Identification of an L-Phenylalanine Binding Site Enhancing the Cooperative Responses of the Calcium-sensing Receptor to Calcium*

Background: The calcium-sensing receptor (CaSR) is a key mediator of Ca2+ homeostasis in vivo. Results: An l-Phe binding site at the CaSR hinge region globally enhances its cooperative activation by Ca2+. Conclusion: Communication between the binding sites for Ca2+ and l-Phe is crucial for functional cooperativity of CaSR-mediated signaling. Significance: The results provide important insights into the molecular basis of Ca2+ sensing by the CaSR. Functional positive cooperative activation of the extracellular calcium ([Ca2+](o))-sensing receptor (CaSR), a member of the family C G protein-coupled receptors, by [Ca2+](o) or amino acids elicits intracellular Ca2+ ([Ca2+](i)) oscillations. Here, we report the central role of predicted Ca2+-binding site 1 within the hinge region of the extracellular domain (ECD) of CaSR and its interaction with other Ca2+-binding sites within the ECD in tuning functional positive homotropic cooperativity caused by changes in [Ca2+](o).
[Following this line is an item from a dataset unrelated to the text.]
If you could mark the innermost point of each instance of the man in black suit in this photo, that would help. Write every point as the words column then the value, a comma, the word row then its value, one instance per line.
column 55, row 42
Next, we identify an adjacent l-Phe-binding pocket that is responsible for positive heterotropic cooperativity between [Ca2+](o) and l-Phe in eliciting CaSR-mediated [Ca2+](i) oscillations. The heterocommunication between Ca2+ and an amino acid globally enhances functional positive homotropic cooperative activation of CaSR in response to [Ca2+](o) signaling by positively impacting multiple [Ca2+](o)-binding sites within the ECD. Elucidation of the underlying mechanism provides important insights into the longstanding question of how the receptor transduces signals initiated by [Ca2+](o) and amino acids into intracellular signaling events.